Dear Siblings in Christ,

My thought is that it was a church always decked out in purple. Not because of any association with our connecting purple with penitential but because they had all variety of shades of purple cloth available. Seconds from the owner of the house’s business, for this church was a house church. The first church planted on the European continent.

If this house church followed the general pattern, it would probably surprise us. We think of house churches as a home where a dining room or living room is momentarily rearranged for worship or a bible study.
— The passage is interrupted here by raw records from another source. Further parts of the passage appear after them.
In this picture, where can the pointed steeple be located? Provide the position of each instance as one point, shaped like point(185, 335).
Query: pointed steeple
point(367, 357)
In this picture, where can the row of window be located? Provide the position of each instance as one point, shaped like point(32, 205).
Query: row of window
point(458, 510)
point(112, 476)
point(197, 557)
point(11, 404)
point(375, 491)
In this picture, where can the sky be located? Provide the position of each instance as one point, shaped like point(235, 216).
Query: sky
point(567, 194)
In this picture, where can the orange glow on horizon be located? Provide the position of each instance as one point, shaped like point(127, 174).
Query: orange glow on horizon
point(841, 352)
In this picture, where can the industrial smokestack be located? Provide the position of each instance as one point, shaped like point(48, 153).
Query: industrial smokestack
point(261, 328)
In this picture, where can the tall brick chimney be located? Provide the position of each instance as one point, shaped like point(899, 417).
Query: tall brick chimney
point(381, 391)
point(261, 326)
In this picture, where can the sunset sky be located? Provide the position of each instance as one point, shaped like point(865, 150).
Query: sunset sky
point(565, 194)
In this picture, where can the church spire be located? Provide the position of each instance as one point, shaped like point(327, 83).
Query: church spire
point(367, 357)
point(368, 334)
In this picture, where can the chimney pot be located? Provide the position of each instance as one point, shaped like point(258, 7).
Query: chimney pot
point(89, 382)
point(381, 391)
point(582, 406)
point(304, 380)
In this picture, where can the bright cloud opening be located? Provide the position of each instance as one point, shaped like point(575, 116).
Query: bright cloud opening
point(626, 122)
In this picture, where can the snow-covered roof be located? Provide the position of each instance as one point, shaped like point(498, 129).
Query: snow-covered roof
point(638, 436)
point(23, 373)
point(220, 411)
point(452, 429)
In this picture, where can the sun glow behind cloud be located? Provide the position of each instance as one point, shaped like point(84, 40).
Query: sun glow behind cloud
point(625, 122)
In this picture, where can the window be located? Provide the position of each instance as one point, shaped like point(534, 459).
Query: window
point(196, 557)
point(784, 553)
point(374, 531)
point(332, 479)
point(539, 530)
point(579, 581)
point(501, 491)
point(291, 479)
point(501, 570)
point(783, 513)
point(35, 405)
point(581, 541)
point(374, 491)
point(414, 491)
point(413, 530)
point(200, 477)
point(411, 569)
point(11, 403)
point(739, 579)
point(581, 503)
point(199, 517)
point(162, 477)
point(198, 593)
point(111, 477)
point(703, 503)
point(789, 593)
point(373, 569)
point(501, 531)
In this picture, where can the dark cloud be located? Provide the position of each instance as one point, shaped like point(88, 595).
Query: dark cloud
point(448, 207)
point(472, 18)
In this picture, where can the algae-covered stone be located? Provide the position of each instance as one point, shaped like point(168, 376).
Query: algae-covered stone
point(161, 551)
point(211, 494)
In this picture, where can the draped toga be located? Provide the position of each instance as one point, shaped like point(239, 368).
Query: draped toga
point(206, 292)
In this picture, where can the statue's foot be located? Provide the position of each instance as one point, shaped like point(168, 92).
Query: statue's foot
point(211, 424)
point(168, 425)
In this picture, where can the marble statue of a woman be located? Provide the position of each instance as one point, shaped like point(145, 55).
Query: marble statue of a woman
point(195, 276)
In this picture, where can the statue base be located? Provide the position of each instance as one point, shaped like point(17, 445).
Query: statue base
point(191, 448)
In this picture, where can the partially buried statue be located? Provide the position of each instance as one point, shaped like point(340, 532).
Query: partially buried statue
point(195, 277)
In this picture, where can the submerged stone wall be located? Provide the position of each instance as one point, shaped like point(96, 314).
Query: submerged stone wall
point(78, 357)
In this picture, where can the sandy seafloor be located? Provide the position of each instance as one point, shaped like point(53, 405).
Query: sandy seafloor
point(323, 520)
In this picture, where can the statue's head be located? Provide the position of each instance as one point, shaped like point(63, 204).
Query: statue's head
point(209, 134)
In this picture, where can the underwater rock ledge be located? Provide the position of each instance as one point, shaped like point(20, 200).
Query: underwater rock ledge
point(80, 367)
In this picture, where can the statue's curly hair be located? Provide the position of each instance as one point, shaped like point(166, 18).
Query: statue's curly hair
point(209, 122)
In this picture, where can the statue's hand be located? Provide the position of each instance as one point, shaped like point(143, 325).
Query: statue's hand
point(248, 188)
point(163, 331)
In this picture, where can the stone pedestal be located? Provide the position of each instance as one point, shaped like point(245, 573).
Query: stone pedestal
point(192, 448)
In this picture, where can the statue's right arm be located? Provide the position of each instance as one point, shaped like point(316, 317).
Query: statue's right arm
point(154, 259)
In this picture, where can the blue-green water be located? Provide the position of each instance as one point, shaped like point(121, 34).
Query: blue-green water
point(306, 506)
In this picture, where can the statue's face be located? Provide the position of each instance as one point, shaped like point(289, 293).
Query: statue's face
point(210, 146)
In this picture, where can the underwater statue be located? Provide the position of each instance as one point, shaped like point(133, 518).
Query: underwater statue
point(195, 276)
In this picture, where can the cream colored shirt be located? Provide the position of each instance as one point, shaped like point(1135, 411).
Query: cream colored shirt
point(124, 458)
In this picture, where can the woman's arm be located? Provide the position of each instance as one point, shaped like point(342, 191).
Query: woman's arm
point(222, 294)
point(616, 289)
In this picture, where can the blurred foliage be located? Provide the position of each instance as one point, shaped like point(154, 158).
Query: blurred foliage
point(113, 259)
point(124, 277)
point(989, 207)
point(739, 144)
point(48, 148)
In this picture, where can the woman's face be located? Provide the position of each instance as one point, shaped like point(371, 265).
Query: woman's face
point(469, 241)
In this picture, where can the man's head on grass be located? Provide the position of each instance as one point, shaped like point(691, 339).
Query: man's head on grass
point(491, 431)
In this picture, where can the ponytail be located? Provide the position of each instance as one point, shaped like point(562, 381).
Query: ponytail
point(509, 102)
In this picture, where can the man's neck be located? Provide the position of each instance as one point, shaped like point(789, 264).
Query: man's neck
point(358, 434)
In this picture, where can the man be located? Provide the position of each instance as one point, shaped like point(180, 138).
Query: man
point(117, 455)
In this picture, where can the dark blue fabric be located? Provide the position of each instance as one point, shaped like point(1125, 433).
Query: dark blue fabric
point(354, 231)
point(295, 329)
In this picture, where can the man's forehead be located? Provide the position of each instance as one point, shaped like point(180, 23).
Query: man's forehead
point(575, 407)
In the early years of Christianity a House Church was a house that was slowly converted over to be a church in full. Where the nicest bathing room was changed into a baptistry, the largest room transformed into a worship space, where the owner of the house converted the master bedroom into a hostel for pilgrims and the weary. And in this house, I imagine that every weary pilgrim was, for the first time, surrounded by the most royal of purple.

This is my meditation whenever I encounter the story of Lydia of Thyatira, the business woman who traded in purple cloth and provided a home to Paul as he evangelized the area.

A meditation on what it means to first give the seconds one has from one’s work to God but then finds oneself converting one’s house, one’s entire life, to be in service to the worship of God and the community around one.

I hope this meditation will be fruitful for you this day as we celebrate the Lydia and the church she and the women of her household founded.